Tokens. The Future of Money in the Age of the Platform, by Rachel O’Dwyer, a writer and a lecturer in Digital Cultures in the National College of Art and Design, Dublin. Published by Verso.

This book is about things that are almost but not quite money. Phone credit, shares, gift vouchers, NFTs, game tokens, loyalty points, customer data, etc. Although they are not money, tokens are now used to pay wages, reward, track purchases and to programme and specify the terms of financial access and inclusion. Amazon pays some Mechanical Turk workers in Amazon Gift Cards. Foreign remittances are sent via phone credit. Online games trade in multiple virtual currencies that have real-world value. Coined tweets and digital memes are sold for thousands. The Chinese WeChat and Alibaba operate the payments systems that are used by Chinese citizens and the data produced by their activities is used to underwrite credit. Tokens can go even further. They can also build up your reputation as a gamer, they can troll or celebrate, discriminate, stalk a person or control a user’s behaviour.


Simon Denny, Backdated NFT/ Cryptokitty Display Hardware Wallet Replica (Celestial Cyber Dimension), 2018, 2019, 2021


Kevin Abosch, Forever Rose, 2018


Jonathan Harris, One £20 from a £100 burn which took place on 22nd September 2017 in Leicester, England. Serial number unknown

Tokens might not be real money but they have very tangible social consequences. They allow the platform to be an employer without appearing to employ, to pay piece wages and process payments without having to meet the legal requirements associated with either and to make even more precarious the financial situation of invisible workers.

O’Dwyer’s book not only investigates the consequences of online platforms that act as new banks, it also raises fascinating questions about the future of money. Will money be programmable and tied to specific conditions in years to come? Who will produce and manage these scripts going forward – the state, the platform or a decentralised community? Can we design tokens that bring care for others or the planet into the economy? Are tokens doomed to operate in silos or will interoperability ever be possible? Will we be able to re-appropriate and customise to our own needs programmable tokens?


Yves Klein, Zones of Immaterial Pictorial Sensibility, 1962


Hito Steyerl, Duty-Free Art, 2016


Picasso, Fillette au béret, 1964. The first tokenized Picasso presented on the public blockchain

I knew almost nothing about tokens when I opened the book and yet I found it very enjoyable. Arcane concepts become crystal clear, texts are nuanced and O’Dwyer’s opinions leave no space for ambiguity. She has a great sense of humour and a genuine curiosity for tokens. I particularly loved how she mixes robust academic knowledge with personal experiences and anecdotes from history, art and news stories.
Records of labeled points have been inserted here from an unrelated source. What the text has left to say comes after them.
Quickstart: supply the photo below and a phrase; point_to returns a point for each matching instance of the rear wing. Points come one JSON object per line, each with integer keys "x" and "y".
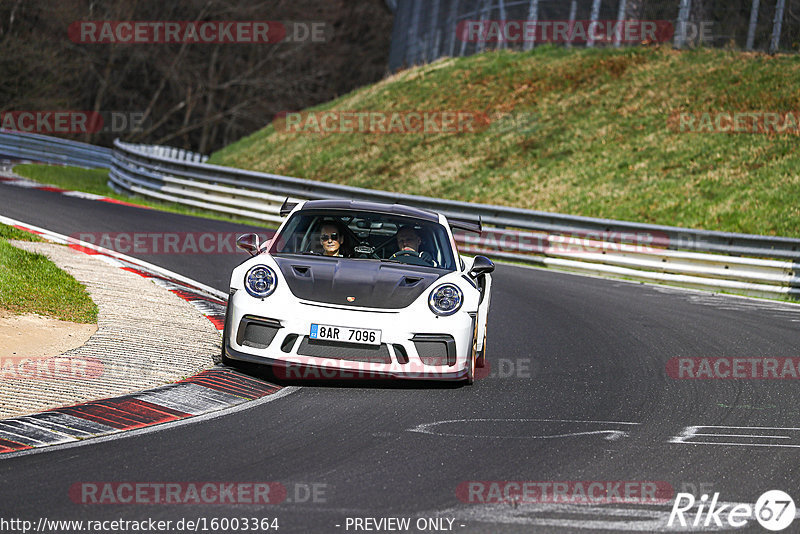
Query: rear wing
{"x": 468, "y": 225}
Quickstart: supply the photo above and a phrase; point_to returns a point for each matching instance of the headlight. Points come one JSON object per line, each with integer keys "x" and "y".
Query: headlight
{"x": 446, "y": 299}
{"x": 260, "y": 281}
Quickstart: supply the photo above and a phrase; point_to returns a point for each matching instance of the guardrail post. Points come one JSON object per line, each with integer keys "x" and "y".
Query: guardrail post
{"x": 533, "y": 18}
{"x": 452, "y": 26}
{"x": 503, "y": 24}
{"x": 573, "y": 12}
{"x": 620, "y": 21}
{"x": 432, "y": 49}
{"x": 683, "y": 19}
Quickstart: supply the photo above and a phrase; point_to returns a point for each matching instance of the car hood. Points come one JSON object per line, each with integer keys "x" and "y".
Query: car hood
{"x": 356, "y": 283}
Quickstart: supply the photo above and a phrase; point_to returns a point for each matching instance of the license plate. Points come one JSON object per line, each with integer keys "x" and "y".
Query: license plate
{"x": 345, "y": 334}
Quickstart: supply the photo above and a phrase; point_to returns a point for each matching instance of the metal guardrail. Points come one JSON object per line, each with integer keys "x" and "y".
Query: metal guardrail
{"x": 752, "y": 264}
{"x": 47, "y": 149}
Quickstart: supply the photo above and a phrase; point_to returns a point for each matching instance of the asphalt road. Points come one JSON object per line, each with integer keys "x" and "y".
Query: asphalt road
{"x": 577, "y": 391}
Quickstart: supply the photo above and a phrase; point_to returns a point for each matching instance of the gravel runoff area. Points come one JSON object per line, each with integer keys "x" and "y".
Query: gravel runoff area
{"x": 146, "y": 337}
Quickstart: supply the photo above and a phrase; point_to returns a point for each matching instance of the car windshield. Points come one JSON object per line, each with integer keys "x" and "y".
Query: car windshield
{"x": 366, "y": 236}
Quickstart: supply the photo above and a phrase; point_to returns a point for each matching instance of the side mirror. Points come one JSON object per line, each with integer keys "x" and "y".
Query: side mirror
{"x": 249, "y": 242}
{"x": 481, "y": 266}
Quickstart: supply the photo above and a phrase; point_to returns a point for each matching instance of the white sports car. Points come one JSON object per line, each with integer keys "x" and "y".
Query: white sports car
{"x": 349, "y": 289}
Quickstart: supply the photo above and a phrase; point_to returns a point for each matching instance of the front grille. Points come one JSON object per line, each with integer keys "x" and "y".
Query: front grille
{"x": 435, "y": 349}
{"x": 344, "y": 351}
{"x": 256, "y": 332}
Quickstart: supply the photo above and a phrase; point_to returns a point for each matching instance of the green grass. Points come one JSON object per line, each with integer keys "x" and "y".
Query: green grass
{"x": 600, "y": 143}
{"x": 31, "y": 283}
{"x": 96, "y": 181}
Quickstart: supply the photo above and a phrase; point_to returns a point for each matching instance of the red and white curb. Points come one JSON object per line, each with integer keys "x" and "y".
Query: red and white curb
{"x": 212, "y": 390}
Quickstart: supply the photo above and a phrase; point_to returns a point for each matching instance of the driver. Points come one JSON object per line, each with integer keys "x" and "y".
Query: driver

Reading this book is like being a roller coaster. One moment you smile at the author’s assessment of cryptobro events. Next, it is about the multibillion-dollar market economy of sperm and egg donation or about charities turning the poor into test subjects for future surveillance. Throughout the pages, you meet Jean-Paul Sartre, Margaret Atwood, The Catalan Robinhood, Yves Klein (whose Zones of Immaterial Pictorial Sensibility is compared to Decentraland), art dealer Stefan Simchowitz tokenising Ibrahim Mahama’s Outside of Borders installation, prison guards forcing Chinese inmates to gold farm in twelve-hour shifts, an unfortunate art collector whose very tangible Dan Flavin sculpture lost its value when its certificate of authenticity was burnt in a fire and First Nations people considering the possibility of opening an Indigenous cultural embassy in the metaverse to avoid the land grabs that characterise the imperial world order.